Even the Canadian-authored Universal Declaration of Human Rights – of which we are so justifiably proud – is, in fact, not universally accepted. It was written in the late 1940s, when the infant United Nations was composed of a quarter of today’s membership.
The bulk of humanity was underrepresented. Present at the creation of the UN in 1945 and, three years later, when the Declaration was adopted, were few countries from what today we know as the Third World. China was but Taiwan, and the only African countries were Ethiopia, Egypt, Liberia and a very different South Africa. The colonial powers (Christian white guys all) believed they were the world. To an extent, we still do, tenaciously oblivious to the pervasive impact of our arrogance.
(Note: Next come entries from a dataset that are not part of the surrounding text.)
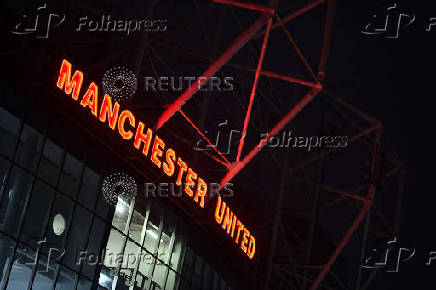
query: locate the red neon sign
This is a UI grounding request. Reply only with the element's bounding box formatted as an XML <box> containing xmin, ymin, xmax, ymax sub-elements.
<box><xmin>56</xmin><ymin>60</ymin><xmax>255</xmax><ymax>259</ymax></box>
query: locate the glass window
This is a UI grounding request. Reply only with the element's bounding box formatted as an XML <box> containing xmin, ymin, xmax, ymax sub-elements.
<box><xmin>6</xmin><ymin>244</ymin><xmax>36</xmax><ymax>290</ymax></box>
<box><xmin>20</xmin><ymin>180</ymin><xmax>54</xmax><ymax>248</ymax></box>
<box><xmin>191</xmin><ymin>256</ymin><xmax>204</xmax><ymax>288</ymax></box>
<box><xmin>153</xmin><ymin>217</ymin><xmax>175</xmax><ymax>289</ymax></box>
<box><xmin>0</xmin><ymin>166</ymin><xmax>33</xmax><ymax>237</ymax></box>
<box><xmin>118</xmin><ymin>240</ymin><xmax>141</xmax><ymax>289</ymax></box>
<box><xmin>42</xmin><ymin>194</ymin><xmax>73</xmax><ymax>255</ymax></box>
<box><xmin>32</xmin><ymin>255</ymin><xmax>59</xmax><ymax>290</ymax></box>
<box><xmin>112</xmin><ymin>196</ymin><xmax>133</xmax><ymax>234</ymax></box>
<box><xmin>81</xmin><ymin>217</ymin><xmax>106</xmax><ymax>280</ymax></box>
<box><xmin>77</xmin><ymin>277</ymin><xmax>92</xmax><ymax>290</ymax></box>
<box><xmin>63</xmin><ymin>205</ymin><xmax>93</xmax><ymax>271</ymax></box>
<box><xmin>104</xmin><ymin>228</ymin><xmax>125</xmax><ymax>283</ymax></box>
<box><xmin>79</xmin><ymin>167</ymin><xmax>100</xmax><ymax>210</ymax></box>
<box><xmin>201</xmin><ymin>264</ymin><xmax>213</xmax><ymax>289</ymax></box>
<box><xmin>182</xmin><ymin>247</ymin><xmax>196</xmax><ymax>281</ymax></box>
<box><xmin>0</xmin><ymin>157</ymin><xmax>11</xmax><ymax>216</ymax></box>
<box><xmin>0</xmin><ymin>108</ymin><xmax>20</xmax><ymax>158</ymax></box>
<box><xmin>129</xmin><ymin>202</ymin><xmax>150</xmax><ymax>244</ymax></box>
<box><xmin>59</xmin><ymin>154</ymin><xmax>83</xmax><ymax>198</ymax></box>
<box><xmin>56</xmin><ymin>267</ymin><xmax>77</xmax><ymax>290</ymax></box>
<box><xmin>38</xmin><ymin>140</ymin><xmax>63</xmax><ymax>186</ymax></box>
<box><xmin>0</xmin><ymin>234</ymin><xmax>15</xmax><ymax>289</ymax></box>
<box><xmin>96</xmin><ymin>188</ymin><xmax>111</xmax><ymax>220</ymax></box>
<box><xmin>15</xmin><ymin>125</ymin><xmax>44</xmax><ymax>173</ymax></box>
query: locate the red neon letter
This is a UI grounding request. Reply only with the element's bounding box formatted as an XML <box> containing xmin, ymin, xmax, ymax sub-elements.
<box><xmin>151</xmin><ymin>135</ymin><xmax>165</xmax><ymax>168</ymax></box>
<box><xmin>185</xmin><ymin>168</ymin><xmax>197</xmax><ymax>197</ymax></box>
<box><xmin>56</xmin><ymin>59</ymin><xmax>83</xmax><ymax>100</ymax></box>
<box><xmin>215</xmin><ymin>196</ymin><xmax>226</xmax><ymax>224</ymax></box>
<box><xmin>176</xmin><ymin>157</ymin><xmax>188</xmax><ymax>185</ymax></box>
<box><xmin>247</xmin><ymin>236</ymin><xmax>256</xmax><ymax>259</ymax></box>
<box><xmin>80</xmin><ymin>82</ymin><xmax>98</xmax><ymax>117</ymax></box>
<box><xmin>100</xmin><ymin>94</ymin><xmax>120</xmax><ymax>130</ymax></box>
<box><xmin>194</xmin><ymin>177</ymin><xmax>207</xmax><ymax>208</ymax></box>
<box><xmin>118</xmin><ymin>110</ymin><xmax>135</xmax><ymax>140</ymax></box>
<box><xmin>222</xmin><ymin>207</ymin><xmax>233</xmax><ymax>234</ymax></box>
<box><xmin>134</xmin><ymin>122</ymin><xmax>153</xmax><ymax>156</ymax></box>
<box><xmin>235</xmin><ymin>221</ymin><xmax>244</xmax><ymax>243</ymax></box>
<box><xmin>162</xmin><ymin>148</ymin><xmax>176</xmax><ymax>176</ymax></box>
<box><xmin>230</xmin><ymin>214</ymin><xmax>237</xmax><ymax>239</ymax></box>
<box><xmin>241</xmin><ymin>229</ymin><xmax>250</xmax><ymax>253</ymax></box>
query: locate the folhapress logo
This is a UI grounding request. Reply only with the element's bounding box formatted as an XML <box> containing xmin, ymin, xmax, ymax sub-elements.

The IS, however, is well aware that we are perceived in such a light. They know the propaganda value of poking sticks into American eyes, or knives into Western throats. They understand the extent to which we in the West are casualty-shy, and that the effectiveness of our actions is crippled by collective attention deficit disorder. They know full well that ill-informed and poorly executed Western forays into “Muslim lands” have been disastrous for us – and they are anxious to lure us into further folly. They are confident that by so doing they will dramatically increase their recruiting base, their authority, and the scope and impact of their movement; and they simply do not give a damn about the numbers they will lose in the process. Truly, in their eyes, such losses are a blessing.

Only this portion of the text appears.